Pulling infrastructure data from Terraform with shell script provisioners

Hello,

I thought I’d share a pattern I’ve been working on this week to automate setting up our Harness environments and infrastructure definitions by using a shell script provisioner.

While Harness has support for provisioning via Terraform directly (see Harness :heart: Terraform), I was looking for a way to get outputs (like AWS IAM role IDs, load balancer names etc) from our existing Terraform-provisioned infrastructure into Harness rather than have it run Terraform for a few reasons:

  1. We use a wrapper called Terragrunt around Terraform which isn’t supported.
  2. Our production infra already exists and doesn’t need to be provisioned on the fly, so we don’t need to run all of Terraform.
  3. Harness needs fewer permissions to manage the infrastructure.

We had been using the “Already Provisioned Infrastructure” radio box on our infrastructure definitions and setting them manually for each service, which was pretty laborious and prone to error:

Instead, we looked at using a shell script infrastructure provisioner to fetch information from the last Terraform run rather than trying to run Terraform from Harness. The same pattern might work for other infra tools that you don’t want to, or can’t run.

First in Terraform we started writing values into AWS Systems Manager’s parameter store, which lets us store a tree structure of configuration values. Each resource we created in Terraform would have the relevant IDs and/or names written into parameters:

This is quite simple from Terraform and works much like defined outputs. Here’s a snippet from a module that’s creating some of the infrastructure used for this service:

resource "aws_ssm_parameter" "string_outputs" {
  for_each = {
    "ecs_cluster_arn"              = var.ecs_cluster_arn
    "ecs_cluster_name"             = split("/", data.aws_arn.ecs_cluster.resource)[1]
    "region"                       = data.aws_arn.ecs_cluster.region
    "security_group_id"            = aws_security_group.fargate.id
    "task_execution_iam_role_id"   = aws_iam_role.fargate_task_execution_role.arn
    "task_execution_iam_role_name" = aws_iam_role.fargate_task_execution_role.name
    "task_iam_role_id"             = aws_iam_role.fargate_task_role.arn
    "task_iam_role_name"           = aws_iam_role.fargate_task_role.name
    "vpc_id"                       = var.vpc_id
  }

  name        = "/terraform/${var.service_name}/${each.key}"
  description = "Terraform output value for service ${var.service_name}"

  type  = "String"
  value = each.value
}

Any time Terraform is run, these parameters are kept in sync with any infrastructure changes.

In Harness, we then have a shell script provisioner that reads back the values from the parameter store.

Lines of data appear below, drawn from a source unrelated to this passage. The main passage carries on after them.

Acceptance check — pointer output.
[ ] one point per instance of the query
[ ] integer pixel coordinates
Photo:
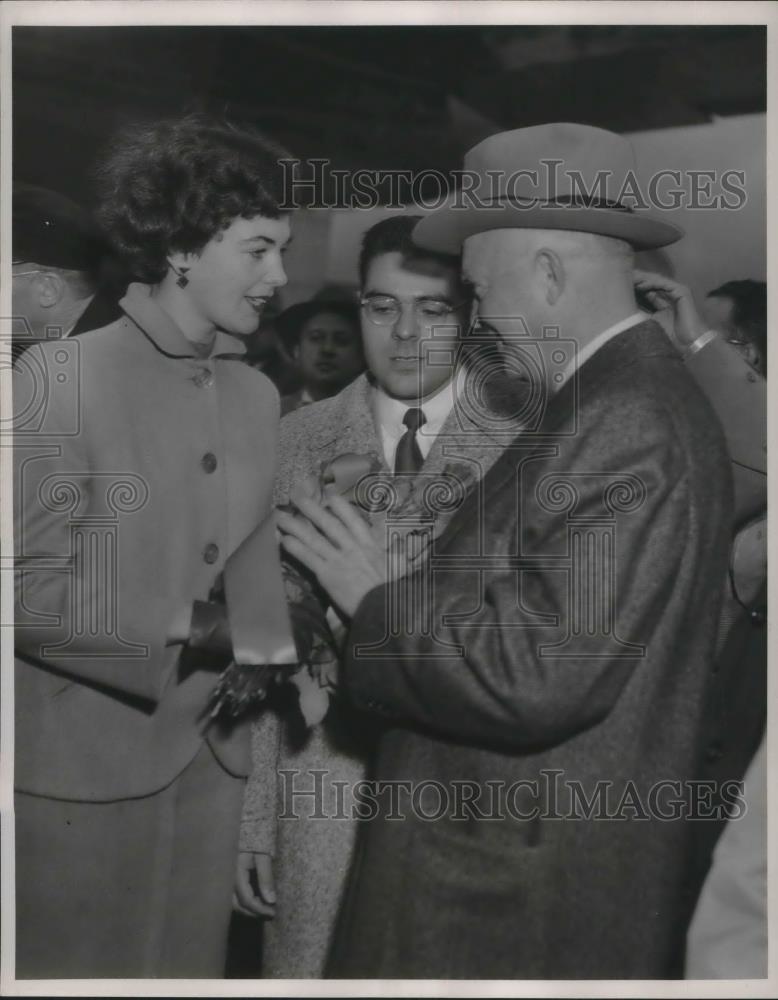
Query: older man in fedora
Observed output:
(543, 712)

Here’s the script body:

#!/bin/bash

# This script is intended for use in Harness as a shell script provisioner.
# The script expects the below variables to be injected by Harness.

# Name of the service under /terraform in SSM parameter store
#export SERVICE_NAME="widget-stage-worker"

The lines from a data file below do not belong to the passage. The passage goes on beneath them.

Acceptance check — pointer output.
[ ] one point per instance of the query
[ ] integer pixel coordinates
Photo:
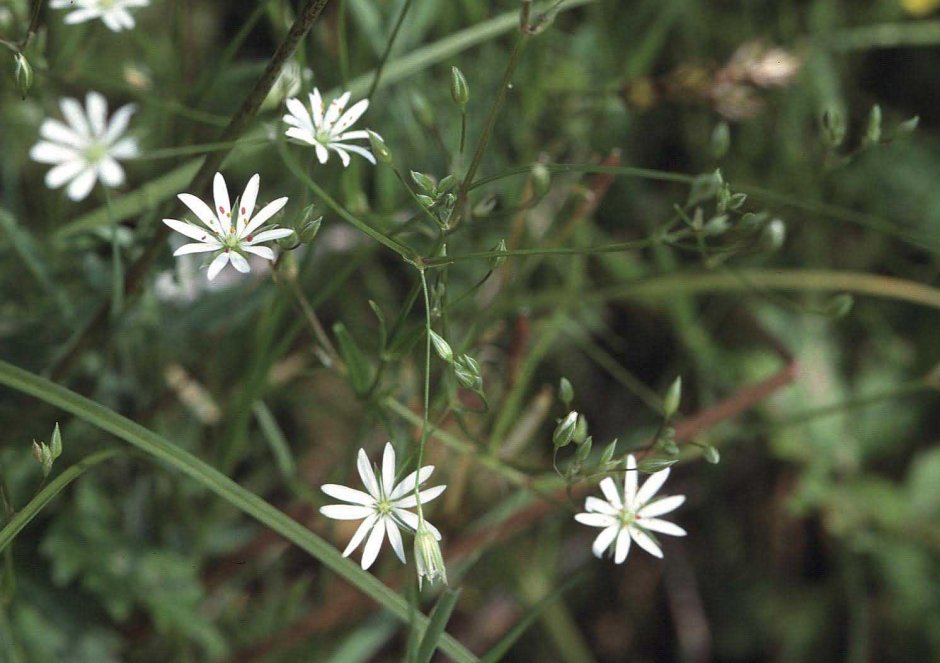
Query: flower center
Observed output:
(95, 152)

# File to output infrastructure data in JSON format, supplied by Harness automatically
# If unset, will use a temporary file and output to STDOUT anyway
#export PROVISIONER_OUTPUT_PATH=/tmp/output.json

set -euo pipefail

TMP=$(mktemp -d)
export TMP
trap "rm -rf $TMP" EXIT

cat > "$TMP/process.jq" << EOF
# Convert parameter name "/terraform/widget/foo" to "foo"
def name_to_key: split("/")[-1];

# Cast SSM parameter strings to native JSON types
def present_value:
  if .Type == "StringList" then
    .Value | split(",")
  else
    .Value
  end;

# Convert each SSM parameter into a simple JSON hash/dict
def param_to_hash:
  {(.Name | name_to_key): (. | present_value)};

# Merge all parameter hashes
.Parameters | map(param_to_hash) | add
EOF

[ -n "${PROVISIONER_OUTPUT_PATH}" ] || PROVISIONER_OUTPUT_PATH=$TMP/output

# Print and convert parameters from /terraform/widget/foo = "bar" into one large
# JSON hash of parameters, e.g. {"foo": "bar"}
aws ssm get-parameters-by-path \
  --path "/terraform/${SERVICE_NAME}" \
  --recursive \
  | jq -f $TMP/process.jq \
  | tee $PROVISIONER_OUTPUT_PATH

The script relies on having awscli and jq utilities installed on the delegate host, which it uses to retrieve the values from parameter store and then reformat into a simple JSON object for Harness to read back in. There’s more information on setting up shell script provisioners in the docs here: Shell Script Provisioner - Harness.io Docs

Our infrastructure definitions are much simpler now and can be shared between services as the values will be looked up dynamically:

Now with the shell script provisioner added to the workflow, we can see the values are fetched by the script and returned to Harness for the setup of the service:

image

Last tip - as well as using the data for infrastructure definitions, you can also use ${shellScriptProvisioner.your_variable} to get other data from the provisioner output in your workflow steps.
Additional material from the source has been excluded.